Like all inventions, the internet is only a tool to be used or misused. With the concentration of all main servers in the USA, it does provide the corporate and political ruling elite enormous access to every user’s profile and personal details. It is a secret service agent’s dream come true. And we, its naïve and unwitting useers provide these governmetn and corporate agencies all the information they want through our facebook, Twitter and Google pages and non-encrypted electronic exchanges.

While his enemies will call Assange simply paranoid (even though he has good reasons to be), he does argue persuasively that we are all too-readily handing over to the powers that be data about ourselves for free.

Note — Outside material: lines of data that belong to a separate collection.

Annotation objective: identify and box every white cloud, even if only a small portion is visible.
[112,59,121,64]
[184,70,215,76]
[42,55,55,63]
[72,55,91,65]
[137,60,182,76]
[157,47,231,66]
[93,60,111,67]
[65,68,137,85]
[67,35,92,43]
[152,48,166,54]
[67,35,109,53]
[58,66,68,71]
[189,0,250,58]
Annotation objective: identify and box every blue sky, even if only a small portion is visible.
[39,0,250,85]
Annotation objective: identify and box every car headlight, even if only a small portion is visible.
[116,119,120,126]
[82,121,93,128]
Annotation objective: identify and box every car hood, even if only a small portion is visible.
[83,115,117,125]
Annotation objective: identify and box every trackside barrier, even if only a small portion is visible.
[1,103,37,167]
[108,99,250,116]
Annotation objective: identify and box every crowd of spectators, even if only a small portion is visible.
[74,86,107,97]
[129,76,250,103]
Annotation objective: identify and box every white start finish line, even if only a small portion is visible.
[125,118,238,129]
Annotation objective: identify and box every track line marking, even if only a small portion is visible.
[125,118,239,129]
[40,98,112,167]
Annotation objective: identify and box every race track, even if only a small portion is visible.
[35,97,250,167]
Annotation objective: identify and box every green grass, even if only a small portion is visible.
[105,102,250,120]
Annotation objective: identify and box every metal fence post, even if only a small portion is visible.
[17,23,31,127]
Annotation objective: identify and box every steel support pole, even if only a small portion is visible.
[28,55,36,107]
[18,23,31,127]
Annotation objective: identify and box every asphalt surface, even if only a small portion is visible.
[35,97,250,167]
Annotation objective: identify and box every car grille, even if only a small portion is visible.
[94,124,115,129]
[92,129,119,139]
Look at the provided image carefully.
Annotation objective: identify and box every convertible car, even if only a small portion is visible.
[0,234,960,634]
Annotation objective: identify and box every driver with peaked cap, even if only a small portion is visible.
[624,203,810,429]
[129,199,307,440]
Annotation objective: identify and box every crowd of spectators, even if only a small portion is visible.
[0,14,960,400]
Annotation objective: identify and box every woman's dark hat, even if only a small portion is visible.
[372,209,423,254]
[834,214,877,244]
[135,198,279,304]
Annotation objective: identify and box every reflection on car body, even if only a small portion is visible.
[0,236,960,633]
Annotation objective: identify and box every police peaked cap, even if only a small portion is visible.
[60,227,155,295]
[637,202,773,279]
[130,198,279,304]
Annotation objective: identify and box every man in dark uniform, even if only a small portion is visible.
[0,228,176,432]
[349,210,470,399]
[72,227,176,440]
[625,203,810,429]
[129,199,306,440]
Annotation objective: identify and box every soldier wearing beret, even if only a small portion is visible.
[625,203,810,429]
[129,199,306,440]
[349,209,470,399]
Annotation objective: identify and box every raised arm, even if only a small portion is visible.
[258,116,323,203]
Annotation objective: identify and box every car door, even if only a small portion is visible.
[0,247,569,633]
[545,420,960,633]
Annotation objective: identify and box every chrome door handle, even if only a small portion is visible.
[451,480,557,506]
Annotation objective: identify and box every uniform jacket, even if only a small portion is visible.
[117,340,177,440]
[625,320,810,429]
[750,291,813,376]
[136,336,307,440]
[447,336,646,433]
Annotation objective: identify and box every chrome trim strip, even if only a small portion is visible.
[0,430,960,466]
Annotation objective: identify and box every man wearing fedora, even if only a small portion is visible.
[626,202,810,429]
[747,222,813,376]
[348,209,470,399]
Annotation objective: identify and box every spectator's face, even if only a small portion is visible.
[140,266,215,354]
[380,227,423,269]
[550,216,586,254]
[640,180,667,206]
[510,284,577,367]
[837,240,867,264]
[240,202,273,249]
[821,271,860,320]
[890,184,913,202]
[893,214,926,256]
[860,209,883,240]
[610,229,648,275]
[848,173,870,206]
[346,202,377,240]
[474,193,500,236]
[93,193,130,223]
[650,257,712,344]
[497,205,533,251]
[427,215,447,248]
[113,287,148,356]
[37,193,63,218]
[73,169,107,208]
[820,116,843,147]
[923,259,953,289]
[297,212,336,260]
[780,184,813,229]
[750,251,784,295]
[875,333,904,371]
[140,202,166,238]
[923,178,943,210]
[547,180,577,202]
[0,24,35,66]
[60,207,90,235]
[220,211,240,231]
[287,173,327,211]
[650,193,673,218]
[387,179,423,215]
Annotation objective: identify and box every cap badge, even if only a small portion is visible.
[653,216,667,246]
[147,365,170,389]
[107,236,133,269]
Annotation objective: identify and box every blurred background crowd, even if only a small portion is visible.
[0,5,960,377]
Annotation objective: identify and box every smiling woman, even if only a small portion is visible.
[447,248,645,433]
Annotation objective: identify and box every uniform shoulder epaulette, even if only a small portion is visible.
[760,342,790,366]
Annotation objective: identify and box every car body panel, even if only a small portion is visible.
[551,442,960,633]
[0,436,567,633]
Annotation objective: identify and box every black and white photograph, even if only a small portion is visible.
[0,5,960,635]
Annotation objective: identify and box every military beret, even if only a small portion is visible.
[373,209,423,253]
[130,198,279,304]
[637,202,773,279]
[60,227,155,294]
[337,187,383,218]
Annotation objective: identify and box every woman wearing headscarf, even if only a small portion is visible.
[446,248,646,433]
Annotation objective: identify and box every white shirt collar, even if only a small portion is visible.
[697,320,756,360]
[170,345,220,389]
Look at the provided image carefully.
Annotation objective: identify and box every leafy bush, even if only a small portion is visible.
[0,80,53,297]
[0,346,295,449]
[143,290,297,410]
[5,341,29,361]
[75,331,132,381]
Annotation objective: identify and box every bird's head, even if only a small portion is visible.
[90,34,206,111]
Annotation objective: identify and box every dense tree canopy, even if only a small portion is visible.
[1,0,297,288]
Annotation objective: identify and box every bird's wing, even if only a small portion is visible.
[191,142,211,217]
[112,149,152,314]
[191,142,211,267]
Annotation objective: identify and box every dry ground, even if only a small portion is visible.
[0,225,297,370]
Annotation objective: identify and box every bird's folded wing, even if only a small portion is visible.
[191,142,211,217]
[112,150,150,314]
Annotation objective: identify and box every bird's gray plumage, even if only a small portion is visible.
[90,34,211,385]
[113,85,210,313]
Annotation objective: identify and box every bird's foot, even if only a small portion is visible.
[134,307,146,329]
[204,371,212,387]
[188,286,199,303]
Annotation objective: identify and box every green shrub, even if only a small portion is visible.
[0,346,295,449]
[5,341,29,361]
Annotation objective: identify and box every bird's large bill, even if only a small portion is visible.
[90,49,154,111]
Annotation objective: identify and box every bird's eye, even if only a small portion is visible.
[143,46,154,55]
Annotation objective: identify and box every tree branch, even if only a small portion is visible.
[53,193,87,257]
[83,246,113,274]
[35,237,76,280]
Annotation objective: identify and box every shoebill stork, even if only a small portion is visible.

He argues that only be utilising methods like cryptography to encrypt all the information we send out over the internet can we keep government and corporate noses out of our affairs.
Certainly the vitally important questions of who controls the internet and how we can ensure that it remains/becomes a genuine democratic source of inforamtion and exchange are of fundamental importance to freedom and democracy worldwide. Assange’s book is a wake-up call about a possible dystopian future. Jeremiahs, like Assange, are as Pilger says, ‘always met at first with hostility and even mockery, history shows that we disregard such warnings as these at our peril.’ While this book is certainly not the definitive treatise on the role of the internet, it is a stimulating and thought-provoking read.